Statistics Seminar Series
January 14, 2016
All Day
209 W. Eighteenth Ave. (EA), Room 170

Title

Modeling Node Popularity in Networks and Bootstrap Methods for Massive Data

Speaker

Srijan Sengupta, University of Illinois at Urbana-Champaign

Abstract

In this talk I will present recent work in two emerging areas of statistics, namely networks and big data.

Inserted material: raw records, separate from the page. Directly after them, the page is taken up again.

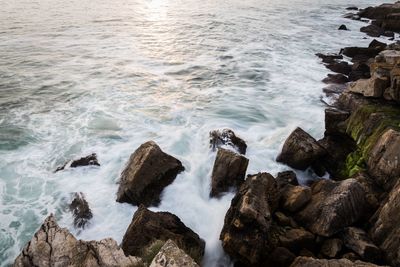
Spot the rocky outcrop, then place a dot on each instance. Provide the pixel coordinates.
(228, 172)
(147, 227)
(333, 206)
(247, 234)
(300, 150)
(170, 255)
(148, 172)
(80, 210)
(85, 161)
(227, 137)
(55, 246)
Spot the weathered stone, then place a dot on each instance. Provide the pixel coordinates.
(85, 161)
(171, 255)
(300, 150)
(227, 137)
(147, 173)
(295, 197)
(80, 210)
(247, 233)
(228, 173)
(55, 246)
(147, 227)
(311, 262)
(331, 247)
(357, 240)
(333, 206)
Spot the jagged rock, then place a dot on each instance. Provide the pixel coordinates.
(171, 255)
(227, 137)
(333, 206)
(331, 247)
(55, 246)
(247, 234)
(85, 161)
(147, 227)
(383, 162)
(80, 210)
(300, 150)
(148, 172)
(228, 172)
(385, 229)
(295, 197)
(357, 240)
(285, 178)
(296, 239)
(311, 262)
(336, 79)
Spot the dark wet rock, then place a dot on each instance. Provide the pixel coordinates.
(148, 172)
(295, 197)
(333, 206)
(172, 256)
(339, 67)
(300, 150)
(247, 234)
(80, 210)
(329, 58)
(331, 247)
(336, 79)
(55, 246)
(286, 177)
(227, 137)
(228, 173)
(85, 161)
(296, 239)
(311, 262)
(385, 229)
(147, 227)
(358, 241)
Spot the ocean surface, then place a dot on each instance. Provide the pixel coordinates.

Network data analysis is a rapidly growing research field in statistics, with a strong emphasis on the study of community structure using blockmodels. A network feature that is closely associated with community structure is the popularity of nodes in different communities. Neither the classical stochastic blockmodel nor its degree-corrected extension can satisfactorily capture the dynamics of node popularity. I will propose a popularity-adjusted blockmodel for flexible modeling of node popularity. I will establish consistency of likelihood modularity for community detection under the proposed model, and illustrate the improved empirical insights that can be gained through this methodology by analyzing the political blogs network and the British MP network.

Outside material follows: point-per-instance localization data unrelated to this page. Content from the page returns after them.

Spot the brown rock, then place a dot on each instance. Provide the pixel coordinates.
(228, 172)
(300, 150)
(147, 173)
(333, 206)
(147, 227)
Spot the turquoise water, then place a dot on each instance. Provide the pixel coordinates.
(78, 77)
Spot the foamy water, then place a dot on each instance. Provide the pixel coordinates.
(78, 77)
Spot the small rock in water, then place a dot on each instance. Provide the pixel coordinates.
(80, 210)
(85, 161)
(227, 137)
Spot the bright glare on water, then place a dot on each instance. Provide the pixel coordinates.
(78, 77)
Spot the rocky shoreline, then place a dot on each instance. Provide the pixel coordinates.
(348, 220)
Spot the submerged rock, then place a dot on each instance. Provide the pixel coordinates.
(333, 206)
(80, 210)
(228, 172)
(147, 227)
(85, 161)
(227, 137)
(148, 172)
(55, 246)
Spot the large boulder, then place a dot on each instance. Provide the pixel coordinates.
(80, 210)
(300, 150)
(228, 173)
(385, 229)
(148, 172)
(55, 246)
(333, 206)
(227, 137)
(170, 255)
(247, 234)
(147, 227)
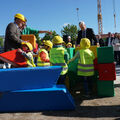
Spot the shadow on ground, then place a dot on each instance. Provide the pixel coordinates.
(88, 111)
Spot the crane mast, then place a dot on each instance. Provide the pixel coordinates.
(100, 29)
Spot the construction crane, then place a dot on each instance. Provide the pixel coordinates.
(100, 27)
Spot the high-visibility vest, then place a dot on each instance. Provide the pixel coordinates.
(30, 62)
(85, 63)
(40, 62)
(57, 59)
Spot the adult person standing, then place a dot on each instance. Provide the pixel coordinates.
(12, 35)
(27, 30)
(109, 40)
(86, 33)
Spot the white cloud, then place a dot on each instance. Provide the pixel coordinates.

The bootstrap is a popular and powerful method for assessing precision of estimators and inferential methods. However, for massive datasets which are increasingly prevalent, the bootstrap becomes prohibitively costly in computation even with modern computing platforms. Building on Bag of Little Bootstraps or BLB (Kleiner et al, 2014) and the idea of fast double bootstrap, I will propose a fast resampling method, the subsampled double bootstrap (SDB), for both independent data and time series data. The SDB is consistent under mild conditions for both independent and dependent cases. Methodologically, SDB is superior to BLB in terms of speed, sample coverage and automatic implementation for a given time budget. Its advantage relative to BLB and bootstrap is also demonstrated in simulations and data illustration.